Beginning at Third and Elm streets and ending at New Prospect Baptist Church more than 15 blocks away, the Peace & Freedom Walk wound through downtown and into Over-the-Rhine with stops in Washington Park, a Muslim prayer center near 15th and Elm, and several small businesses.
The group even stopped to purchase bananas and other fruit from a sidewalk vendor.
Mr. Belafonte was in Cincinnati as part of a two-day Urban Peace & Freedom Summit, hosted by staff and supporters of the National Underground Railroad Freedom Center.
The group held brainstorming sessions about ways in which the Freedom Center can help unite Cincinnati and how best to solicit ideas from residents of Cincinnati's urban neighborhoods about the upcoming museum.
Mr. Belafonte, like the rest of the country, watched as streets in Over-the-Rhine erupted in violence last April after an unarmed black man fleeing police was shot by an officer.
I was surprised. I thought things were a little more together here, he said Saturday.
An active member of the civil rights movement to end segregration and build racial equality in the 1950s and 1960s, Mr. Belafonte said he is working with Freedom Center officials to find out how the upcoming center can benefit not just those outside Cincinnati, but everyone who resides in the city's urban neighborhoods.
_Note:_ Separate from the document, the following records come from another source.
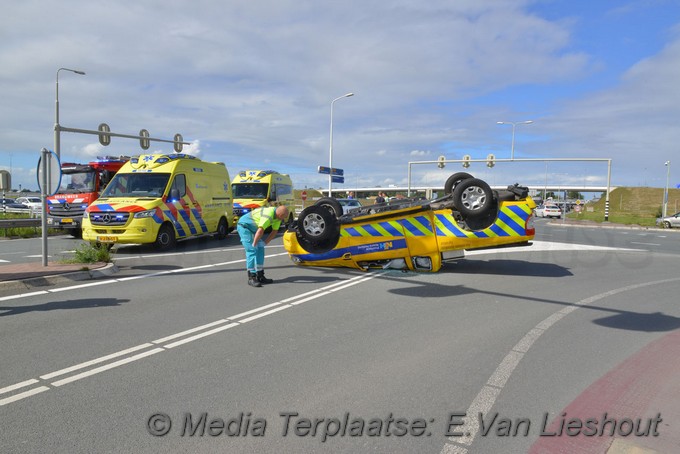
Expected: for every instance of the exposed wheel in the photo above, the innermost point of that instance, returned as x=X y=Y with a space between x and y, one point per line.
x=222 y=229
x=453 y=181
x=473 y=197
x=166 y=237
x=330 y=204
x=317 y=224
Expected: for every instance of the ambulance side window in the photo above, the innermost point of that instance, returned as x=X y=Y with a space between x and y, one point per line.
x=179 y=187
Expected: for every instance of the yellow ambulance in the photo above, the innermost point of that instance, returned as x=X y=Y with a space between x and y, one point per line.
x=162 y=198
x=257 y=188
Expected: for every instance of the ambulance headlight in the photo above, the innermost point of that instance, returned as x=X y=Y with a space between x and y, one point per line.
x=145 y=214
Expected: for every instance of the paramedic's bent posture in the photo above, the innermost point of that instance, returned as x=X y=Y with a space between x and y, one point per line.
x=251 y=228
He also serves as a goodwill ambassador for UNICEF and has worked to stop gang violence in Los Angeles and curb the spread of AIDS in Africa.
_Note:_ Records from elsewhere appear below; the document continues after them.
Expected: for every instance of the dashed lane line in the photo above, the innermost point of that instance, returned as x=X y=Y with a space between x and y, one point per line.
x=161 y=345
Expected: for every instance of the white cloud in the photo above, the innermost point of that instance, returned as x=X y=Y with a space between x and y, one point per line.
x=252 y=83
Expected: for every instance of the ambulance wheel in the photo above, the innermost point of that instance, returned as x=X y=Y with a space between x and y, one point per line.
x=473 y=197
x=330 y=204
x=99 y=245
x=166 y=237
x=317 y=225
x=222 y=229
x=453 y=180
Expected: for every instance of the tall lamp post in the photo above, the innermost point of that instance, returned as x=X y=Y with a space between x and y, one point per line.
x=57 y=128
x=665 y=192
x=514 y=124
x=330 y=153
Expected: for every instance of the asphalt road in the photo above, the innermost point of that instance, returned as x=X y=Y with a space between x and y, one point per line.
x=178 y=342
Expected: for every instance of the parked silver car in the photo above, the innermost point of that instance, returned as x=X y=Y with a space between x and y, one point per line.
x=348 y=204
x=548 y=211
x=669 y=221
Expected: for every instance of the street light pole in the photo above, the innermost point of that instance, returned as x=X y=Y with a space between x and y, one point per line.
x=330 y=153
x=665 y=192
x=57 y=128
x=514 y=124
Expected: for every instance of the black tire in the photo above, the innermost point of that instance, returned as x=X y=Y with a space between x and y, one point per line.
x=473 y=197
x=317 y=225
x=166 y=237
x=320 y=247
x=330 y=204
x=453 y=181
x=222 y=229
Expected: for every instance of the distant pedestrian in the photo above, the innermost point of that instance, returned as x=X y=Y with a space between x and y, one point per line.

Ed Rigaud, president of the National Underground Railroad Freedom Center, said summit participants suggested a face-to-face approach in its efforts to solicit input for the museum, expected to open in 2004.
Once inside New Prospect Baptist Church, the group listened to songs performed by church musicians and continued to solicit ideas regarding the Freedom Center museum.
We could do a better job of including people in the shaping of what the Freedom Center will be, Mr. Rigaud said. We have to go to the streets. That's what we're doing.